Avec Aaron Moore, par exemple, tes échanges ont accouché de deux disques : Brokebox Juke et Courtis/Moore. C’est un travail un peu à part dans ta discographie, d’un atmosphérique expérimental qui change… Courtis/Moore est un disque qui date de 2010 et contient des travaux enregistrés l’année d’avant lors de concerts… En quelque sorte on peut dire que c’est un live dont Aaron a sélectionné les parties les moins évidentes afin que ce disque sonne différemment du premier. C’est toujours très drôle de tourner avec lui, nous ne parlons pas beaucoup avant les concerts, nous jouons tout simplement, tout se passe assez naturellement.

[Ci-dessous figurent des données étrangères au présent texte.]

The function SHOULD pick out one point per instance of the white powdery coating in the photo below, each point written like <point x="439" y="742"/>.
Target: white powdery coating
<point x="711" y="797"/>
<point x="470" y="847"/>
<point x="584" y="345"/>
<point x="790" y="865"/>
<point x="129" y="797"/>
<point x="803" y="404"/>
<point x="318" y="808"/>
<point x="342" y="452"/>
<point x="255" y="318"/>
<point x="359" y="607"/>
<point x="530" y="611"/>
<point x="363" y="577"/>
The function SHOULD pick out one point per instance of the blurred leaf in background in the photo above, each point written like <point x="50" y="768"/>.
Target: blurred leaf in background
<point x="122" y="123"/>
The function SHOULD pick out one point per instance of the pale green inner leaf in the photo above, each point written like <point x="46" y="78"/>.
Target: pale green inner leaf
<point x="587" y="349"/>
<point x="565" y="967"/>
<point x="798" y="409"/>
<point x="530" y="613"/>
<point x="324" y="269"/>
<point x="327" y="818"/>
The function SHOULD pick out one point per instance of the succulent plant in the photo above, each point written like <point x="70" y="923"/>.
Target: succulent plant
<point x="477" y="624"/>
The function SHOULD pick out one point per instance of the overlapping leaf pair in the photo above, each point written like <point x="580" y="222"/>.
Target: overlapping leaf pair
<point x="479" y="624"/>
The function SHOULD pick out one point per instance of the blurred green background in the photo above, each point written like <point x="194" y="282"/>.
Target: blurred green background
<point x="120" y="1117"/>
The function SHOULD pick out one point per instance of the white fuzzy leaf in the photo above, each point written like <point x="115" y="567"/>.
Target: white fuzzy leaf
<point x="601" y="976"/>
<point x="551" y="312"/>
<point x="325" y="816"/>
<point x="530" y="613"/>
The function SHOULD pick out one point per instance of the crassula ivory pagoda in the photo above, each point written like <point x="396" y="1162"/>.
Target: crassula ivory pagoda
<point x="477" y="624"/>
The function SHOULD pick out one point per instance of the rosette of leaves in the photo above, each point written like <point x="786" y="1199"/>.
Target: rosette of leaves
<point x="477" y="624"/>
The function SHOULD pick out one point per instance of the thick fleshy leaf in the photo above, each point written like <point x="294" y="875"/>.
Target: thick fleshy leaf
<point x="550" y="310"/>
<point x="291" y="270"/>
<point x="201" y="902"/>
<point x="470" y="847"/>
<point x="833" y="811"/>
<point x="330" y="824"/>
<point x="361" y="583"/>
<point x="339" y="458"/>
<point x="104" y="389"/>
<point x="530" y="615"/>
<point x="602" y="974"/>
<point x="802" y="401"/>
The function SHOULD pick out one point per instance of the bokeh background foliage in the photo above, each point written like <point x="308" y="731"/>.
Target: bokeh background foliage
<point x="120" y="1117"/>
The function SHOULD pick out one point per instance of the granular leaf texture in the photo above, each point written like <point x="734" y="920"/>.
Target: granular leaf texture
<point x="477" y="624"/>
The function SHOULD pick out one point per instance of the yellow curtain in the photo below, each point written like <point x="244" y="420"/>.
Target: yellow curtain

Pogus a, il y a quelques années, publié certains de des travaux sur bandes… Ces expériences changent-elles quelque chose à ton « langage musical » ? C'est une compilation de travaux sur bandes qui datent des années 90. Se servir d’un magnétophone, d’une guitare ou d’un autre instrument, peut changer les choses mais seulement jusqu’à un certain point – sur ce disque, on trouve des guitares enregistrées sur les bandes en question –, je pense en effet que le processus musical l’emporte sur les moyens techniques. La musique charrie une sorte de langage non verbal mais tout ça reste assez mystérieux, le musicien peut se transformer en véritable « médium » ; à partir de là, il est difficile de dire qui dit quoi à qui…
 
Ce langage a-t-il affaire avec le silence autant qu’avec les bruits ? Je dirais que ce n’est que la partie émergée de l’iceberg…

Anla Courtis, propos recueillis en janvier 2012.